In a multi-agent setup — Claude Code orchestrating Codex subagents, or a custom Responses API pipeline — the routing logic belongs in the orchestrator. A simple heuristic that works well in practice: count the number of files the task will touch. Under 3 files → Terra. Over 3 files or cross-module → Sol.

Tier router (TypeScript)
function selectTier(task: CodingTask): "gpt-5.6-sol" | "gpt-5.6-terra" | "gpt-5.6-luna" {
  if (task.type === "autocomplete" || task.type === "docstring") {
    return "gpt-5.6-luna";
  }
  if (task.filesAffected > 3 || task.crossModule || task.requiresPlanning) {
    return "gpt-5.6-sol";
  }
  return "gpt-5.6-terra";
}

If you're using Claude Code alongside Codex, the model routing skill on skills-hub.ai handles this automatically — it inspects the task description, estimates scope, and routes to the appropriate OpenAI or Anthropic tier.
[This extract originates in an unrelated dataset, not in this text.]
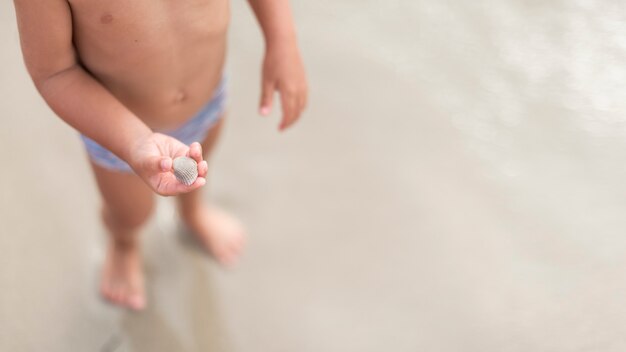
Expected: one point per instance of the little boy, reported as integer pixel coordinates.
(142, 82)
Install it once and stop thinking about it.

Tier-routing on skills-hub.ai

The gpt-5-6-tier-routing skill on skills-hub.ai encodes this decision tree as a SKILL.md file you can install in Claude Code, Codex, or any MCP-compatible tool. It evaluates task scope, applies the Sol/Terra/Luna routing logic, and includes the explicit cache breakpoint wiring for SKILL.md files and system prompts.

Terminal
# install the GPT-5.6 tier-routing skill
npx @skills-hub-ai/cli install gpt-5-6-tier-routing

# once installed, your coding agent will auto-select the right tier
# based on task scope and estimated token volume

For teams that use both Claude and Codex, browse the productivity skills category — there are complementary skills for Sonnet 5 effort tuning and Claude fallback model selection that pair well with the GPT-5.6 router.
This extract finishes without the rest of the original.